‘Cinderella’ Review: Kenneth Branagh Tells a Sumptuous, Straightforward Fairy Tale (Video)

If you were expecting “Maleficent”-style revisionism, forget it

If you can get past the giant pumpkin in the ballroom — really, why bother to remake “Cinderella” in 2015 if you have no new spin on the material? — there’s a lot to like about director Kenneth Branagh’s gorgeously fanciful tale.

Hewing closer to the previous Disney animated version than to the Brothers Grimm’s or Stephen Sondheim’s — no stepsisters were blinded in the making of this motion picture — it’s a perfectly serviceable addition to the studio’s princess-industrial complex.

Whereas last year’s “Maleficent” retold the Sleeping Beauty legend with the witch as a central character, portrayed as someone who had good reason to seek revenge, this “Cinderella” never strays far from the path laid out by the animation department in 1950; there’s no singing this time, but we do get the friendly mice. (When cartoon Cinderella hangs out with a talking Gus and Jaq-Jaq in the earlier version, it’s adorable; when live-action Cinderella shares her dinner with CG mice in her kitchen, however, it’s difficult not to think of her long-tailed little friends as vermin.)

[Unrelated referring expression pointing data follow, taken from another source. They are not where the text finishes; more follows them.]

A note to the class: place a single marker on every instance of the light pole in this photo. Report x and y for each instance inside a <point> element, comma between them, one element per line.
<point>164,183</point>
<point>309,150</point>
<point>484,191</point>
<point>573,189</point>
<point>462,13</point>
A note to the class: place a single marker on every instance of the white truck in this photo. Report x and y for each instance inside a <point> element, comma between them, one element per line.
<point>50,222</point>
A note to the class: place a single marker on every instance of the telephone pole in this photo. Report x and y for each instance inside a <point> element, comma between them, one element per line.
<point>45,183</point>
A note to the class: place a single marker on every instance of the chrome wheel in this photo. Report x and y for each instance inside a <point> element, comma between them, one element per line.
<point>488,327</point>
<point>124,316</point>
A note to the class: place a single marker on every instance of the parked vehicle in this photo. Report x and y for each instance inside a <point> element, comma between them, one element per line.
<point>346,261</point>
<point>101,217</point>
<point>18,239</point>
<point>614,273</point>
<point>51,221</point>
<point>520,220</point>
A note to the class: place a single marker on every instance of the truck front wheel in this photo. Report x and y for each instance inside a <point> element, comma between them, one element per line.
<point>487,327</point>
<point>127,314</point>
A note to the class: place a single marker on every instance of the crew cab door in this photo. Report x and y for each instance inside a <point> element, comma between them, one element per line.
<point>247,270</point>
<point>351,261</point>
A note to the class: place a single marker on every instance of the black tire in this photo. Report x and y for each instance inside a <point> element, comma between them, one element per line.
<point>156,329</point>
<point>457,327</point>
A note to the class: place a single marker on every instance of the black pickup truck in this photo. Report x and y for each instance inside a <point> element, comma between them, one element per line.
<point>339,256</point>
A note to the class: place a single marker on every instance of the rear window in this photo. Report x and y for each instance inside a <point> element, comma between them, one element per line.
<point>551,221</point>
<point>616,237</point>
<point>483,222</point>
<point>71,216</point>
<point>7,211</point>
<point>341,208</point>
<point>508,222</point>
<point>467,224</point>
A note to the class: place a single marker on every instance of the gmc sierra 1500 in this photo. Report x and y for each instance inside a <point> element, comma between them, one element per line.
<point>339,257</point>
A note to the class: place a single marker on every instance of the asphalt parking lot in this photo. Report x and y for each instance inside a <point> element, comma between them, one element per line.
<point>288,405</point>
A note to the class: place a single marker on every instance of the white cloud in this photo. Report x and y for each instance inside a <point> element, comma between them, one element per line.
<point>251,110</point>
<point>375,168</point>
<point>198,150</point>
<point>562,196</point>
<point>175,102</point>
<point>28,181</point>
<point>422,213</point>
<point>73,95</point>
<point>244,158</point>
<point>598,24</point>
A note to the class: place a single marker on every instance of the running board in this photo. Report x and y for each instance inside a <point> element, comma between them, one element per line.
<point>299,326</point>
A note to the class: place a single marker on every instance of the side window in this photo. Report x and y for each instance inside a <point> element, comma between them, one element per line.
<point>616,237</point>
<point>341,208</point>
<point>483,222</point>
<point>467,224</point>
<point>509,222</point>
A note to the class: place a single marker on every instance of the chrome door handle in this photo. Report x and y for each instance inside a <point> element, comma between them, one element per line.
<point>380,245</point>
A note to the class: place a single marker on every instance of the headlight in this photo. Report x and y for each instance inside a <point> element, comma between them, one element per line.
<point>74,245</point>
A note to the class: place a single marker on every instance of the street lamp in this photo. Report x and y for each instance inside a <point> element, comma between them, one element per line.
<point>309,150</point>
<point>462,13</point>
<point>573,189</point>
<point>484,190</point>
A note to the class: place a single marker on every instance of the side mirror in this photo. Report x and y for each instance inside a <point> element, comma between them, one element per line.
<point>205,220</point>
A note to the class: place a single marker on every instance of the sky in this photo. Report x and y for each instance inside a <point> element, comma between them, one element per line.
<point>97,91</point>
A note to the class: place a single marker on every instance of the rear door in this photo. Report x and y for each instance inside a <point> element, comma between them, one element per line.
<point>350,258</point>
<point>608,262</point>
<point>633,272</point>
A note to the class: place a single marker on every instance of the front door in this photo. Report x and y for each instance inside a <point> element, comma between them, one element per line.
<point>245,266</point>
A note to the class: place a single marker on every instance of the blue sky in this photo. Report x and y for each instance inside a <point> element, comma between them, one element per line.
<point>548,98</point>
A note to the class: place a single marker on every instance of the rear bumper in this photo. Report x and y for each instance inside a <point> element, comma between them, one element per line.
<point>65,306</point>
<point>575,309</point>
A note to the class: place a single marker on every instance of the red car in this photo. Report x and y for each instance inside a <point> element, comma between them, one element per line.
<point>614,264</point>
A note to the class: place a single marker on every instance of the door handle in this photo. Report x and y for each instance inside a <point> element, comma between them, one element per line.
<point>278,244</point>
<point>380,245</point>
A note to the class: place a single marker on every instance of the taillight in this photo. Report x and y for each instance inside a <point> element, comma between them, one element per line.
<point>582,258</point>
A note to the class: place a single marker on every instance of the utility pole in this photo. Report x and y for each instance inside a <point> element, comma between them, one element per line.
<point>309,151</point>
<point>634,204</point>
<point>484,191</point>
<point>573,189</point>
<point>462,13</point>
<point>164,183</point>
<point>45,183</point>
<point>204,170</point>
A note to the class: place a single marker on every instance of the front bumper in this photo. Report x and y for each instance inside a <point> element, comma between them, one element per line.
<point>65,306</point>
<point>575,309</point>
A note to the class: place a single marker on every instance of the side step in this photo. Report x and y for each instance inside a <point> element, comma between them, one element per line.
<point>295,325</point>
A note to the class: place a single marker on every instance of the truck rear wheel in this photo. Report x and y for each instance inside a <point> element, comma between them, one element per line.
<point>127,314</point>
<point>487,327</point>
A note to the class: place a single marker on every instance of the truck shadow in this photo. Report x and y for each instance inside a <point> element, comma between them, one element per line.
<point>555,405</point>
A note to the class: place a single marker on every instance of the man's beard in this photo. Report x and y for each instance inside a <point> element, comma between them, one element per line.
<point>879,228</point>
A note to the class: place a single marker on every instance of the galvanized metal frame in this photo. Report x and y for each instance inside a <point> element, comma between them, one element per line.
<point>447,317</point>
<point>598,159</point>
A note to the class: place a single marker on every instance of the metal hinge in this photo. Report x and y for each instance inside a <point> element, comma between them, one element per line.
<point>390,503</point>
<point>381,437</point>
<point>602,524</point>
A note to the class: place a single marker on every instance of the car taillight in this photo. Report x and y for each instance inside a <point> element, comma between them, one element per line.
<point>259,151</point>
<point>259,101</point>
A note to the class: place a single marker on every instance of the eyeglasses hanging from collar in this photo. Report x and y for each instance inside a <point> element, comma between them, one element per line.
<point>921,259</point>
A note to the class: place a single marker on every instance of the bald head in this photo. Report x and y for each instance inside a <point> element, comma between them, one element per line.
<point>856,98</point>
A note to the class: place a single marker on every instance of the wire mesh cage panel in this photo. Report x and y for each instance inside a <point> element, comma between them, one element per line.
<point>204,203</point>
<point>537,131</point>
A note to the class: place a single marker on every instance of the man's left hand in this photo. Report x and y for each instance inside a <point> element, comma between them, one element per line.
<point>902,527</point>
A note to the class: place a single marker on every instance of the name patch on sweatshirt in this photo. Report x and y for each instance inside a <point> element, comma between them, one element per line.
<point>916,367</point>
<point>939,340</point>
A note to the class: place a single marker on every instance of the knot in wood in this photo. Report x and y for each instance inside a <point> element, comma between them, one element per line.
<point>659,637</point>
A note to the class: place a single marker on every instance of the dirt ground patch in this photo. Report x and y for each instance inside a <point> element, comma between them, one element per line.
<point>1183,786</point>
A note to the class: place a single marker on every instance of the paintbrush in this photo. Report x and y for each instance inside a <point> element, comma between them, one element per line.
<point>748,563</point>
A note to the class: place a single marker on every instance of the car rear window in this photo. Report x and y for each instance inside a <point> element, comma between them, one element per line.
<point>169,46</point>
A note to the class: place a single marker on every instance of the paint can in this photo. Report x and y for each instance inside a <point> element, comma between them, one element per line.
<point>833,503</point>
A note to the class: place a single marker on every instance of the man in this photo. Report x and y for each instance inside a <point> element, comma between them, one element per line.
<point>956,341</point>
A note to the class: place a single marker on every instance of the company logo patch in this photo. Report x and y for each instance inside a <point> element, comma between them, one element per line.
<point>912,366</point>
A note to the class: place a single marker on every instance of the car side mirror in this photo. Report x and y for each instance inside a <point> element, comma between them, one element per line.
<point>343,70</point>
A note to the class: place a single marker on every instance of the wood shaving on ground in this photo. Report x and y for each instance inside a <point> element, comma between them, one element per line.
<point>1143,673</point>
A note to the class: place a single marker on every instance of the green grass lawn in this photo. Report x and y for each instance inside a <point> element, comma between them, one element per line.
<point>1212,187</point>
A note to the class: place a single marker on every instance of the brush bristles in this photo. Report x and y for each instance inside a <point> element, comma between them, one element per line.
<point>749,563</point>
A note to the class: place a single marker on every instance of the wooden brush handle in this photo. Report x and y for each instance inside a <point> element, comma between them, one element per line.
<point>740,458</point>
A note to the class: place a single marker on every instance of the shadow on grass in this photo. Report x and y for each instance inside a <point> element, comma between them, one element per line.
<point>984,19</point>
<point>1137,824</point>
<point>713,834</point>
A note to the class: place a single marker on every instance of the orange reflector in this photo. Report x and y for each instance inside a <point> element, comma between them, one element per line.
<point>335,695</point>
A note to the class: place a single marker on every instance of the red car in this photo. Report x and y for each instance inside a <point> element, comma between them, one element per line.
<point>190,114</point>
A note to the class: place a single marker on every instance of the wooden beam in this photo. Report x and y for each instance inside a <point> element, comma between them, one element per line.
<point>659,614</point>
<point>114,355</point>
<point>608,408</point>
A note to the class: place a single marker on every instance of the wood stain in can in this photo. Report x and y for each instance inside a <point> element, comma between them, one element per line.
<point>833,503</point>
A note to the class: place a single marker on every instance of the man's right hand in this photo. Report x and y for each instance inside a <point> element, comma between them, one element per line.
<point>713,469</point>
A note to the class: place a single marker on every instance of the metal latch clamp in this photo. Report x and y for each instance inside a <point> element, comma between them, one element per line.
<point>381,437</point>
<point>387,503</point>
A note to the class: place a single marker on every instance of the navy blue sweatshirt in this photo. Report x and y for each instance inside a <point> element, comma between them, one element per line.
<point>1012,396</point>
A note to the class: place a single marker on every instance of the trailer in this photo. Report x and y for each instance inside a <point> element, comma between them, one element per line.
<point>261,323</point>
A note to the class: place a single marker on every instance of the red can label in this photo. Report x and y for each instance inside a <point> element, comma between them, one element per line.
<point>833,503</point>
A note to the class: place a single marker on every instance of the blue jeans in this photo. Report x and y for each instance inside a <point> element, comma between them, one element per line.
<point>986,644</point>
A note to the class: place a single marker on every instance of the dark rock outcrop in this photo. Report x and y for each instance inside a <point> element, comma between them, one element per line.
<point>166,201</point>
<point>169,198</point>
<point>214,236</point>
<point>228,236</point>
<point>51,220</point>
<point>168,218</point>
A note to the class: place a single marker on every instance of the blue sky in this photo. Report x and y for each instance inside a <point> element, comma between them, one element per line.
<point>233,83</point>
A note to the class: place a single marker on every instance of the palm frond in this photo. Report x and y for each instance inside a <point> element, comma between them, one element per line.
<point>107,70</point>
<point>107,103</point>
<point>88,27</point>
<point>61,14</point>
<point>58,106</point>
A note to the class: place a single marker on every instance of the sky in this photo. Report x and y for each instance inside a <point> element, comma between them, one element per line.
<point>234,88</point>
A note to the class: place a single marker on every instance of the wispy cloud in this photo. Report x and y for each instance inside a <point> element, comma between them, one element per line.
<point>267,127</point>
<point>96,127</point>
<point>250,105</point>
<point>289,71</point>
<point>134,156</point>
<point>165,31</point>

Giving credit where it’s due, this “Cinderella” does make its heroine proactive, rather than just a goody-two-slippers who passively allows events to transpire around her, and that’s a testament both to the screenplay by Chris Weitz (“About a Boy”) and the lead performance by Lily James, best known stateside as the headstrong Lady Rose on “Downton Abbey.” Unlike the saccharine Job of earlier iterations, this Cinderella is self-possessed and forthright. Even when she’s at her most abused, she endures out of love for her departed parents and the home they left behind.

This version, of course, assumes that this property could legally be inherited by either Ella or by the wicked stepmother (Cate Blanchett) who is widowed by Ella’s father. There’s a revisionist-feminist take just sitting here about why this awful woman would go to great lengths to find rich husbands for her shrill daughters (Holliday Grainger and James’ fellow “Downton” star Sophie McShera) in a stiflingly patriarchal society, but the movie’s barely interested in that path; Blanchett’s character is already horrid when she arrives on the scene, and her wickedness only increases over the course of the story.

Cinderella54de9bbb5000dBlanchett, it should be noted, is having a great time vamping it up in a series of stylishly overblown costumes (designed by the renowned Sandy Powell); she doesn’t allow herself to go as broad as, say, Glenn Close’s live-action Cruella DeVille, but her snarling virago is not to be underestimated.

We get a more outrageous turn from Helena Bonham-Carter as the Fairy Godmother; like her fellow Tim Burton alum Johnny Depp in “Into the Woods,” her role is kept just short enough that even her most wildly showy moments don’t disrupt the mood of the rest of the movie. Sporting Tilda Swinton‘s oversize choppers from “Snowpiercer,” she’s ditzy and capable all at once.

Weitz does well by the expected story beats, from the conversion of mice and lizards and ducks into Cinderella’s entourage for the ball (culminating in a suspenseful midnight carriage chase) to a Prince (Richard Madden, “Game of Thrones”) who’s established early on as being smitten with Ella for who she is and not just for the glam figure she cuts at his big party.

The ball scene itself calls to mind those Technicolor epics of yesteryear, when actors in crowd scenes dressed in every color of the rainbow to show off a full spectrum for audiences accustomed to black-and-white. Granted, the modern-day equivalent includes that crispy-fried post-production work that pumps up the blues and oranges and makes every surface gleam like a Jolly Rancher candy, but that’s the look that future historians will unfailingly peg as hopelessly early-21st-century.

The less you want to see a “Cinderella” that comments upon or breaks away from the cartoon — which stands strongly enough on its own not to need a remake, thanks all the same — the more you’ll like this version.

Sometimes a glass slipper is just a glass slipper.